Dans la plupart des cas, les premiers épisodes de psychose surviennent à l’adolescence et au début de l’âge adulte, une période cruciale du développement psychologique.

Au cours de la période normale de croissance, de 14 à 21 ans, les individus deviennent de plus en plus indépendants de leur famille et commencent à prendre leur place dans la communauté au sens large. Au cours de l’adolescence, les jeunes hommes et les jeunes femmes consolident leur identité personnelle et établissent des rôles sociaux qui peuvent soutenir l’estime de soi. Les amitiés et les premières amours fleurissent à l’adolescence et, même si elles ne durent pas toute la vie, elles constituent une pratique importante pour les relations à venir.

Dans la plupart des cas, la psychose chronique perturbe cette période cruciale du développement. Les étapes attendues du développement ne sont pas franchies et la personne affectée prend de plus en plus de retard par rapport à ses pairs.

Dans certains cas, les personnes se remettent d’un premier épisode psychotique et retrouvent leur niveau de fonctionnement antérieur, mais le plus souvent, elles présentent des symptômes psychotiques résiduels. McGlashan, Levy et Carpenter (1975) décrivent deux types d’adaptation à un épisode psychotique, l’un dans lequel les individus tentent de « sceller le sort » en essayant de mettre la psychose pénible derrière eux, et l’autre dans lequel les autres veulent « intégrer » l’expérience psychotique dans leur vie, en essayant de comprendre les leçons que la psychose pourrait avoir à leur enseigner.

Je me concentrerai ici sur les personnes qui ne scellent ni n’intègrent, mais où la psychose conduit à un délire grandiose persistant, dont l’objectif psychologique clair est de maintenir l’estime de soi.
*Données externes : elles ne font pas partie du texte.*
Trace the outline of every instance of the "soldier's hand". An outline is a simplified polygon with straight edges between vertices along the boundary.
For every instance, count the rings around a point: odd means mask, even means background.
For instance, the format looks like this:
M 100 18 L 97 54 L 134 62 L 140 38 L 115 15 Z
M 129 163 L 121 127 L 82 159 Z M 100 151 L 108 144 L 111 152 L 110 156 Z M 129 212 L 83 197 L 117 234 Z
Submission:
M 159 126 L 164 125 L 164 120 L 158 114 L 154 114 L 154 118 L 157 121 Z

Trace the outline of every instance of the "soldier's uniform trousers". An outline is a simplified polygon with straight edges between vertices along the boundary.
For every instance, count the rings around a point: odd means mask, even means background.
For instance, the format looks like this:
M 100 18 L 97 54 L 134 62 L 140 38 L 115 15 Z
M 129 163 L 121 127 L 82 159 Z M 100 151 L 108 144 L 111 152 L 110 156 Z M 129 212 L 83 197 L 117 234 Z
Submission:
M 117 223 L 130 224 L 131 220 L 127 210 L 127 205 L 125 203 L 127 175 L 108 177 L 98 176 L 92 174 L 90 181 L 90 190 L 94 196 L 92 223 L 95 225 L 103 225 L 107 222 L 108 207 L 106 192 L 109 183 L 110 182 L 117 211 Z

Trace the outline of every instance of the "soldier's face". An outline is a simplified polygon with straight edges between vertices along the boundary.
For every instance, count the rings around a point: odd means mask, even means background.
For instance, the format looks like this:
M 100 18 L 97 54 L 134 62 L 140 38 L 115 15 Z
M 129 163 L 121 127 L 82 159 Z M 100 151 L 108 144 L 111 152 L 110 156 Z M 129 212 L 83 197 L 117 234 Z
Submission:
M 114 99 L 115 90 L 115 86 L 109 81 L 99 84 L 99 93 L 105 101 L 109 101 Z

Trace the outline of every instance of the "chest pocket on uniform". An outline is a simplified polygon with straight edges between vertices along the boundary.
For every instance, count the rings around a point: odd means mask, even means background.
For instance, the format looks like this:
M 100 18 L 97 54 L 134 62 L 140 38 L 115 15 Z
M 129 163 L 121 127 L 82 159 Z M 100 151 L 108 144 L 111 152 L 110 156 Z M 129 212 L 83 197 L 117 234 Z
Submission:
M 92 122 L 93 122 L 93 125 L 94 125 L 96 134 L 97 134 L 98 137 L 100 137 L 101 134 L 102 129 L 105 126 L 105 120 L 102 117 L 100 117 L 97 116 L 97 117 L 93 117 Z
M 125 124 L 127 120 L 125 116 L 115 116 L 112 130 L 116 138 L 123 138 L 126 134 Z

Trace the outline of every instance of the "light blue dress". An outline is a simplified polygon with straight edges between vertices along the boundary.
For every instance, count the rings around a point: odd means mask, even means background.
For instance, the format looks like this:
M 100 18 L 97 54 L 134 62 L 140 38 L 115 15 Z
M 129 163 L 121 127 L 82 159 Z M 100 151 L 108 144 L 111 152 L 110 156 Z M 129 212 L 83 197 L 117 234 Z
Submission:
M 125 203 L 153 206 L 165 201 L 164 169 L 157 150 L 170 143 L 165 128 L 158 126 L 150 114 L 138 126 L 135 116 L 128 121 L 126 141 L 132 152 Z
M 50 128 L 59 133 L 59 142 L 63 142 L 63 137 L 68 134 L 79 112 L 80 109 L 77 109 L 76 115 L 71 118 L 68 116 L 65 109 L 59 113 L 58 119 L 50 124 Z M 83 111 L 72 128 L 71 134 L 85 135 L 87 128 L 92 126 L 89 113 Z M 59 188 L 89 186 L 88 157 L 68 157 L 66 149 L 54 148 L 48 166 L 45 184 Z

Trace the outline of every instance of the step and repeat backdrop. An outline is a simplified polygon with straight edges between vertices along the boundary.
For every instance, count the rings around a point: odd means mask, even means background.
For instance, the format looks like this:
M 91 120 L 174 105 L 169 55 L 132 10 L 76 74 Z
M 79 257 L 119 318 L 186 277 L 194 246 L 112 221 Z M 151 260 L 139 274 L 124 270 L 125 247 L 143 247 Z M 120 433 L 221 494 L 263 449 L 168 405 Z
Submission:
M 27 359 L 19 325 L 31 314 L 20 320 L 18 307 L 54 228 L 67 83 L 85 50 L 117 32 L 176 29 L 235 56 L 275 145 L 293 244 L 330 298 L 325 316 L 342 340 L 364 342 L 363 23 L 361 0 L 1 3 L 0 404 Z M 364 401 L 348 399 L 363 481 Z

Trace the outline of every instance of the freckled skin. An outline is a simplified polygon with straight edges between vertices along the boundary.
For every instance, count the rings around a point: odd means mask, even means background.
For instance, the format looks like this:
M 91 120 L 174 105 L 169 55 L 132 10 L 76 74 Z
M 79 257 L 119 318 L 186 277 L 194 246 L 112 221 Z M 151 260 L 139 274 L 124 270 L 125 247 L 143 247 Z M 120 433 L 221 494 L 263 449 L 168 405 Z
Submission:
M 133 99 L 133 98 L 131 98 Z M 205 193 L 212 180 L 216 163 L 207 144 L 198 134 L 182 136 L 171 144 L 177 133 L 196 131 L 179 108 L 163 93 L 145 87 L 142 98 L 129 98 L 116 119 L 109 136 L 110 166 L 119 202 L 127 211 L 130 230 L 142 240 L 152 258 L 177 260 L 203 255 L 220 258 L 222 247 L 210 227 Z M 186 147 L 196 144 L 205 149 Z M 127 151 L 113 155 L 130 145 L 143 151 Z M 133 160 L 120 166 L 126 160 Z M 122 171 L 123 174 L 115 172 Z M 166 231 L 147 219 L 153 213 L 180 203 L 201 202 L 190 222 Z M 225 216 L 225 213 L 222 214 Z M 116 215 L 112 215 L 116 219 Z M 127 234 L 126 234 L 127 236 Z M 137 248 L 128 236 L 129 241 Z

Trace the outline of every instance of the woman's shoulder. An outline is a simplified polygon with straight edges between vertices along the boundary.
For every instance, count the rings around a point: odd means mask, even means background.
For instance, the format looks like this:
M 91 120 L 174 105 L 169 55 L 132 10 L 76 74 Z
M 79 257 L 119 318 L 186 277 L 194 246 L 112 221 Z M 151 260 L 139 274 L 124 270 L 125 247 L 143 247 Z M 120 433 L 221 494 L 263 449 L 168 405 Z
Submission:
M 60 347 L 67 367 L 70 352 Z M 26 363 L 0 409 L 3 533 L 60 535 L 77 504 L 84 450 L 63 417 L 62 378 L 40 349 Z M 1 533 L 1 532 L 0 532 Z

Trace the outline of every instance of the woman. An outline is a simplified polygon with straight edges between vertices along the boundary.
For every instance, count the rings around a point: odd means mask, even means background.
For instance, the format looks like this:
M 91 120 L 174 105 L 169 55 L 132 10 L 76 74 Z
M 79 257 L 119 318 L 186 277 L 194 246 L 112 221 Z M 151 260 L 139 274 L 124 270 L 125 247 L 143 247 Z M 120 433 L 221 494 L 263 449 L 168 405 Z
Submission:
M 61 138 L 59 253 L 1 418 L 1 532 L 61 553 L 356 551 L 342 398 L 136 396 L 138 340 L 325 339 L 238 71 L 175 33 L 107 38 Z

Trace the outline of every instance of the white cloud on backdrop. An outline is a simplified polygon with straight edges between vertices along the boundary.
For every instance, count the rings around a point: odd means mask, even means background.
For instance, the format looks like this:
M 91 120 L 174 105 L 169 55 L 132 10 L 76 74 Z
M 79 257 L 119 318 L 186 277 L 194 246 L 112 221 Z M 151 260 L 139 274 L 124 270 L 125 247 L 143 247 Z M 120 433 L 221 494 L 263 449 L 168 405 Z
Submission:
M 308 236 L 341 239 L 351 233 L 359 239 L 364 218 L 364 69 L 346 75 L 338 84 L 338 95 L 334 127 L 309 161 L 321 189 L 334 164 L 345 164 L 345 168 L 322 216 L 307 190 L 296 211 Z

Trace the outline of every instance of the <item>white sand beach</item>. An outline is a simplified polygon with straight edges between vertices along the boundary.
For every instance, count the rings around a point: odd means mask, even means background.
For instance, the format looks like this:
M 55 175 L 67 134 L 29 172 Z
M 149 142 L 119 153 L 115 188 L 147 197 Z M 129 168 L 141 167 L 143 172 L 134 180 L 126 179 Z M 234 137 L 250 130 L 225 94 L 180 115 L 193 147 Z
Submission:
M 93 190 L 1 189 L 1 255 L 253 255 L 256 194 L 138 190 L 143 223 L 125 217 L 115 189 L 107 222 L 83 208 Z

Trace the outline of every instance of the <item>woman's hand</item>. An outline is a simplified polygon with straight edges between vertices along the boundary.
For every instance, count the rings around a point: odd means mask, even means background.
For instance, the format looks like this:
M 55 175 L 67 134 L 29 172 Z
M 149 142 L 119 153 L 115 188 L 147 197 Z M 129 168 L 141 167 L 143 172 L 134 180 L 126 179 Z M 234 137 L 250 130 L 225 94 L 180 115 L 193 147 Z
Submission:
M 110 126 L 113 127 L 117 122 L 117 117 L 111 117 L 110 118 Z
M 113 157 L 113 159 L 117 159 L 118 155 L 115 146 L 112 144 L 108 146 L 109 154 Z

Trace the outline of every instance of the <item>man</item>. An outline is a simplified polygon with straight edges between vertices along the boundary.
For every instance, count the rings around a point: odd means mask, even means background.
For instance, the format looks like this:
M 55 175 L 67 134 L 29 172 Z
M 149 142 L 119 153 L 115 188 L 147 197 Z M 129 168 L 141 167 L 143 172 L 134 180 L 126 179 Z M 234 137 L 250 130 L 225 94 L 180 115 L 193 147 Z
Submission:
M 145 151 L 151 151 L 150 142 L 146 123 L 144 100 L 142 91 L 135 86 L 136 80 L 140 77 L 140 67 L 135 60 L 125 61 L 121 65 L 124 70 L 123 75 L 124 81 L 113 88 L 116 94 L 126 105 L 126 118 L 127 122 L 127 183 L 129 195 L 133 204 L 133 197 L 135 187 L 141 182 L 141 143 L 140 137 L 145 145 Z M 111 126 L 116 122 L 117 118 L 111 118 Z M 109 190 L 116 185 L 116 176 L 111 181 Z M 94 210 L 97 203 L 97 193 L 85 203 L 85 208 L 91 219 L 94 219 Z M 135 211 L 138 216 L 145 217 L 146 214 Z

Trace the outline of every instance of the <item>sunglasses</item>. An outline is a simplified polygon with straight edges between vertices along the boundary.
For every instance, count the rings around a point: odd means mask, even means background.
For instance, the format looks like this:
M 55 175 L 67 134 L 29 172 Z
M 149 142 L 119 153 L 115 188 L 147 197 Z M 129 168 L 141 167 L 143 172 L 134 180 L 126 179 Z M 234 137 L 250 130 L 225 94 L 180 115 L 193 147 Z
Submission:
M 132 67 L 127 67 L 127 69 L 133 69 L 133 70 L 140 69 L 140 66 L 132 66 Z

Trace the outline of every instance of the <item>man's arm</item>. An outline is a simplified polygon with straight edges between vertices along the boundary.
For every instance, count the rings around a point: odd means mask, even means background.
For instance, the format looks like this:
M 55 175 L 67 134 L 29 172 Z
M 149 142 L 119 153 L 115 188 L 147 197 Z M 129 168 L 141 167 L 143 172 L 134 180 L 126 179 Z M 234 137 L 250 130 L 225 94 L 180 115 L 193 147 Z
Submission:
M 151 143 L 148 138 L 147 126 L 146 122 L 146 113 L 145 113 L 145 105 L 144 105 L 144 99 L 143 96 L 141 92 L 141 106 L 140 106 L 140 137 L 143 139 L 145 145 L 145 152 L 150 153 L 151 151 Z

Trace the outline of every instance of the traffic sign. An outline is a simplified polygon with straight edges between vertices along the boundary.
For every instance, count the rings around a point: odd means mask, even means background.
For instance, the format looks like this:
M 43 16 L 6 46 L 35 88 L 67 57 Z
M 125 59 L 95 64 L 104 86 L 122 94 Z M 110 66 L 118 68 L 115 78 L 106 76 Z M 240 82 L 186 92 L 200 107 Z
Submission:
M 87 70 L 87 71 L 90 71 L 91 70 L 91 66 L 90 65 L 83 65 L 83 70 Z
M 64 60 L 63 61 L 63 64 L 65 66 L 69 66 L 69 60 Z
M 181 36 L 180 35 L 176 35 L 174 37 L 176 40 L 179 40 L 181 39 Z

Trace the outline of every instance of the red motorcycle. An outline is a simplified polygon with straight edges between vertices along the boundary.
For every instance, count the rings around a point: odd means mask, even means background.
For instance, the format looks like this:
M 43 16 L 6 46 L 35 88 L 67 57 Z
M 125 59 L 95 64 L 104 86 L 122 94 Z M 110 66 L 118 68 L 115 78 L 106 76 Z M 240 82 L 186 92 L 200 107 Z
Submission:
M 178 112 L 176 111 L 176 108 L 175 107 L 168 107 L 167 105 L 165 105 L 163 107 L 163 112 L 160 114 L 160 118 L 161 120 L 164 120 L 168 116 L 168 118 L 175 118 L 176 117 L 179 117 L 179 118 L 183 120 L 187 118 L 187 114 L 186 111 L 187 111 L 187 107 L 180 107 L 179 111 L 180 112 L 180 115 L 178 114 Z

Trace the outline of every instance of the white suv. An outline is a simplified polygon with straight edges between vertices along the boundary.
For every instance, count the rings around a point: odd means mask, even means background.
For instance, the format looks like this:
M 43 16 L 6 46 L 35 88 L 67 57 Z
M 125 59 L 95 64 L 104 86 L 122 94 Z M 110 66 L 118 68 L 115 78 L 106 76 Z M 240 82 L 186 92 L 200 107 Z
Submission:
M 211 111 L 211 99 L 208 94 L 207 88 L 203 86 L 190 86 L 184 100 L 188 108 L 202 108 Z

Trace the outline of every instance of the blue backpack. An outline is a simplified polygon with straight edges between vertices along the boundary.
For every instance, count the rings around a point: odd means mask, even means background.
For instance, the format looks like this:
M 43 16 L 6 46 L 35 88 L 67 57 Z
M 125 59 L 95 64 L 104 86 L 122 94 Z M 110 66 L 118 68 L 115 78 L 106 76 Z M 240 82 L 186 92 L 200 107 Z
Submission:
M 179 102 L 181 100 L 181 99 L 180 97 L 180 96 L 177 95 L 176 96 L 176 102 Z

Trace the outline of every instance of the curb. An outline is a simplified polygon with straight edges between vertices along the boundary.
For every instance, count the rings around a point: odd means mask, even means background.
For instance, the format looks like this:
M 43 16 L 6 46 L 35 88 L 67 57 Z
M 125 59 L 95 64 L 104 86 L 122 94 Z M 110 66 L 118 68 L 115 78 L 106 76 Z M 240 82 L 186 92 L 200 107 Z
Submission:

Incapables d’obtenir des succès ordinaires en amour et au travail, ils ont recours à des récits délirants en lieu et place de marqueurs d’estime de soi plus prévisibles.

Les psychothérapeutes qui tentent d’aider les personnes souffrant de délires grandioses sont confrontés à un dilemme préoccupant. Le thérapeute doit-il chercher à remettre en question l’illusion du patient, dans l’espoir de l’aider à revenir à la réalité, ou doit-il considérer que l’estime de soi du patient grandiose est trop fragile pour encourager le moindre doute ? Si le thérapeute maintient un rôle de soutien pur et ne tente jamais de ramener le patient à la réalité, les patients qui ont vécu dans un monde délirant peuvent continuer à le faire alors que des jours, des mois et des années précieux de leur vie s’écoulent alors qu’ils restent dévoués à une illusion.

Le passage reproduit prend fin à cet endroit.